Et pour finir, il semblerait que les compétences de vos fées soient échangeables online avec d’autres joueurs. On regrette que cela soit la seule chose que l’on puisse faire avec d’autres joueurs, la coopération ayant été abandonnée.

À l’aventure, compagnons !

Nous ne pouvons pas parler d’Hyrule Warriors Legends sans parler du Mode Aventure, qui occupera de nombreuses heures dans le jeu, si ce n’est les trois quarts. Car même après avoir passé plus de soixante heures sur le jeu, vous ne l’aurez toujours pas fini, un Quart de Coeur manquant, une Skulltula difficile à faire apparaître ou, tout simplement, les missions avec Machaon. Parce que ce personnage est une purge, mais passons.

Sur une carte tirée du premier jeu de la licence, The Legend of Zelda, plus d’une centaine de missions sont proposées avec, à la clé, de nombreuses améliorations pour vos personnages, que cela soit de la vie, des armes ou des costumes. Qu’on se le dise, il vous faudra passer de nombreuses heures sur le jeu avant de terminer ce mode tant il est long. Vous commencez l’aventure en bas de la carte, au milieu, et votre rang dans cette dernière déterminera les cases que vous débloquerez aux alentours.
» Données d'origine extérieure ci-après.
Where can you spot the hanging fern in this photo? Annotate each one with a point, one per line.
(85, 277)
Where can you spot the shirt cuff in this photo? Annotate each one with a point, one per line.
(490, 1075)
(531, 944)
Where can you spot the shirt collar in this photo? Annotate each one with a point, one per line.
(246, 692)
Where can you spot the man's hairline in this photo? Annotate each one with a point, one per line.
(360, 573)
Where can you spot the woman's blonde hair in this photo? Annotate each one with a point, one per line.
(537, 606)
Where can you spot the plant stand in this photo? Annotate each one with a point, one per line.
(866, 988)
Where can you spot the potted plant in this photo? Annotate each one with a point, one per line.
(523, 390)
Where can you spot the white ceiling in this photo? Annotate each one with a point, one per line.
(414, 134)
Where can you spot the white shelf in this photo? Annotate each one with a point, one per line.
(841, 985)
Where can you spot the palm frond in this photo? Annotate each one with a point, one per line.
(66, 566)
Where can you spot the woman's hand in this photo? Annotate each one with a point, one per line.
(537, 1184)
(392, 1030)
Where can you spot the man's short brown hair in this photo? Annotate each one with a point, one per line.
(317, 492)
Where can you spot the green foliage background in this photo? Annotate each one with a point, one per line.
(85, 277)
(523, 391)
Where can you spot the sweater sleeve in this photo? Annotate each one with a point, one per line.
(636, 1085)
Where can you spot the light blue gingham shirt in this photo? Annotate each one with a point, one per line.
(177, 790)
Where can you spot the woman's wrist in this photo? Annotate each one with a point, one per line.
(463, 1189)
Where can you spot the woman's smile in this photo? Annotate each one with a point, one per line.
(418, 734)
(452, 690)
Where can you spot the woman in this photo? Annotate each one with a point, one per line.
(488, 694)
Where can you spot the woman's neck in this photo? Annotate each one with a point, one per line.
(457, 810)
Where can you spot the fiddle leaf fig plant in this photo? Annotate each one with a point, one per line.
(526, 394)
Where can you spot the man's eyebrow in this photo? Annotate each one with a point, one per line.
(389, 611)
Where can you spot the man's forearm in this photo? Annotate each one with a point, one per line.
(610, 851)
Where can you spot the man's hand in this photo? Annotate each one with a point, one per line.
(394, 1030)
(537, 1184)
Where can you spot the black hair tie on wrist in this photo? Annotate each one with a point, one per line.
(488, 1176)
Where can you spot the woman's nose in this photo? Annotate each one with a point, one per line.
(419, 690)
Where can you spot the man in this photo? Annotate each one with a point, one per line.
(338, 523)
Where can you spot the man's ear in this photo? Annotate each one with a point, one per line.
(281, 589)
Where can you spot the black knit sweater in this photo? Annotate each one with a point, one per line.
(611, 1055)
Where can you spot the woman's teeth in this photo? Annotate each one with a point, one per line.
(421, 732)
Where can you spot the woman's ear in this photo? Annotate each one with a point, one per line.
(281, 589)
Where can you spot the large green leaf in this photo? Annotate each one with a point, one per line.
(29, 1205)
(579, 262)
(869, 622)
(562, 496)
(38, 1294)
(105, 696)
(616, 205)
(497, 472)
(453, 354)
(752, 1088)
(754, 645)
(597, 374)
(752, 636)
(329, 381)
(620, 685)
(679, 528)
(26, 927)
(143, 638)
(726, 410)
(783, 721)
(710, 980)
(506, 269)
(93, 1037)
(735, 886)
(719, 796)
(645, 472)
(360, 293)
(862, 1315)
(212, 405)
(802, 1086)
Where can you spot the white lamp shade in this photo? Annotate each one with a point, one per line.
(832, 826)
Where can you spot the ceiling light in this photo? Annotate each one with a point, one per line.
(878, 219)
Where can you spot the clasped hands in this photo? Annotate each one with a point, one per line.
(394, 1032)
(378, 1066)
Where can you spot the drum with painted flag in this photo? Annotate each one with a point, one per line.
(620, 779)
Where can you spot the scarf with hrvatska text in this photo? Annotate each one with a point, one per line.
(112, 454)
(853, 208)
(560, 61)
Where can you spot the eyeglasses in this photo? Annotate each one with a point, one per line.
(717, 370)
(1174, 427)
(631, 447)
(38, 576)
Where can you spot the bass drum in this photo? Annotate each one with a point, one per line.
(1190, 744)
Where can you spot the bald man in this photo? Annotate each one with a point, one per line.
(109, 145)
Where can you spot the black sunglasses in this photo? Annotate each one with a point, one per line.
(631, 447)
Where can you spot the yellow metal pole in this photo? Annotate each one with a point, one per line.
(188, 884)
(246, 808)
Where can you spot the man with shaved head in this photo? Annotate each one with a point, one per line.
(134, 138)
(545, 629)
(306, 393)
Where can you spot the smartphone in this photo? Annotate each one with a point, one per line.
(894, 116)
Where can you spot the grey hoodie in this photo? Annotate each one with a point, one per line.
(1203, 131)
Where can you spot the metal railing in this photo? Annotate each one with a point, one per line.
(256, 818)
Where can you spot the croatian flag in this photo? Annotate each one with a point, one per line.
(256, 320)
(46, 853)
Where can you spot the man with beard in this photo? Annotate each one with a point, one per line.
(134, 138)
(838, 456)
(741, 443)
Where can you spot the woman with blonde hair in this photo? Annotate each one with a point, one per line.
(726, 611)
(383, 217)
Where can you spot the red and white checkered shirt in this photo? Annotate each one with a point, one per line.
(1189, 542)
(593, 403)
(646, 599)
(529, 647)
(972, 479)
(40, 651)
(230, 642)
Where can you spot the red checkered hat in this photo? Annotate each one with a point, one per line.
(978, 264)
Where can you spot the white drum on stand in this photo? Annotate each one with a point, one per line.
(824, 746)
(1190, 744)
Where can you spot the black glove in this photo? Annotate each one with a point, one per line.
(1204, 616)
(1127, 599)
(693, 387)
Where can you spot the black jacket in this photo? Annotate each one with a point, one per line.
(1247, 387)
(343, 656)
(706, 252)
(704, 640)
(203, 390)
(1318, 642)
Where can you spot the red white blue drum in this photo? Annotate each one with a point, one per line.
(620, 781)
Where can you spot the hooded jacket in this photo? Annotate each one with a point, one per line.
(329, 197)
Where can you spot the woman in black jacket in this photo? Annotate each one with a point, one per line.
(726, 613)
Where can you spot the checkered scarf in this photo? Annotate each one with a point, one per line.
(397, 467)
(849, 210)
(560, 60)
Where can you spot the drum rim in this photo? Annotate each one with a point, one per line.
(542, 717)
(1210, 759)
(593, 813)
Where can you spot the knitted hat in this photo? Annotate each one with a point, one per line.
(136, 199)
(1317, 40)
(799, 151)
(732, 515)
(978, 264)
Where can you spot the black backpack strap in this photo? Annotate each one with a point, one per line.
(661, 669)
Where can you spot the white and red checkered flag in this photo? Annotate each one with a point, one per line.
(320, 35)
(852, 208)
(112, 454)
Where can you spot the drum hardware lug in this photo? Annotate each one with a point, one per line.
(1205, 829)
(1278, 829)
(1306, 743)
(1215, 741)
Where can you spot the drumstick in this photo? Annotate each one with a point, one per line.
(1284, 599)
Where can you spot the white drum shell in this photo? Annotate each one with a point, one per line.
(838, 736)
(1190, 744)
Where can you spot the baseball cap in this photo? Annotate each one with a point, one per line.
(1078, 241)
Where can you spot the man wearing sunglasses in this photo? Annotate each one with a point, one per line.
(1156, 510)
Autant vous dire que si une bataille vous pose problème, vous n’avez que deux solutions pour vous en sortir : réessayer jusqu’à ce que vous triomphiez, en augmentant le niveau de vos personnages, ou bien contourner la case maudite et la garder pour plus tard. Et si cette case se trouve dans un coin, vous êtes foutu.

Le système du mode Aventure est ingénieux, et vous pousse à utiliser des personnages que vous n’avez pas l’habitude de manier. Les missions sont également variées : mener une bataille comme celles du Mode Légende, vaincre tel nombre d’ennemis dans un temps imparti, remporter un Quizz ou bien éliminer des capitaines ennemis sans qu’ils ne vous touchent. Tant de combats où il faudra faire preuve de stratégie et de maîtrise pour les mener à bien. Mais il n’y a pas que les missions dans ce mode.

Car, pour bien compliquer les choses, certaines récompenses sont cachées, ou certaines cases inaccessibles si vous n’avez pas l’objet nécessaire. Des objets que vous débloquez lorsque vous triomphez et que vous devez utiliser pour explorer les cases. Et, quelquefois, sans une boussole pour vous aider, il est très difficile de savoir ou poser une Bombe ou quel buisson brûler avec votre petite Bougie. Surtout que les objets sont à utilisation unique. Un échec, et vous le perdez pour toujours. De quoi vous faire réfléchir un tant soit peu.

En résumé, si on pouvait qualifier le Mode Aventure, on choisirait le mot “chronophage” car, sans vous en rendre compte, une dizaine d’heures aura passé que vous serez toujours en train de combattre et de débloquer des armes ou de nouvelles cases. Jusqu’à ce que vous le finissiez.

En résumé

NoteNoteNoteNoteNote    Même si beaucoup le considèrent comme un énième portage pour masquer l’absence de Zelda Wii U, Hyrule Warriors Legends a beaucoup à nous offrir. Du contenu en plus, la possibilité de jouer où que nous soyons (à condition d’avoir assez de batterie), et bien que l’aspect répétitif du jeu puisse être un problème, l’envie obsessionnelle d’atteindre les 100% vous tiendra en haleine assez longtemps pour que vous ne voyez plus les heures passées sur le jeu. Même si certains défauts n’ont pas été corrigés depuis la version Wii U, il va sans dire que vous passerez un bon moment sur ce portage 3DS/N3DS.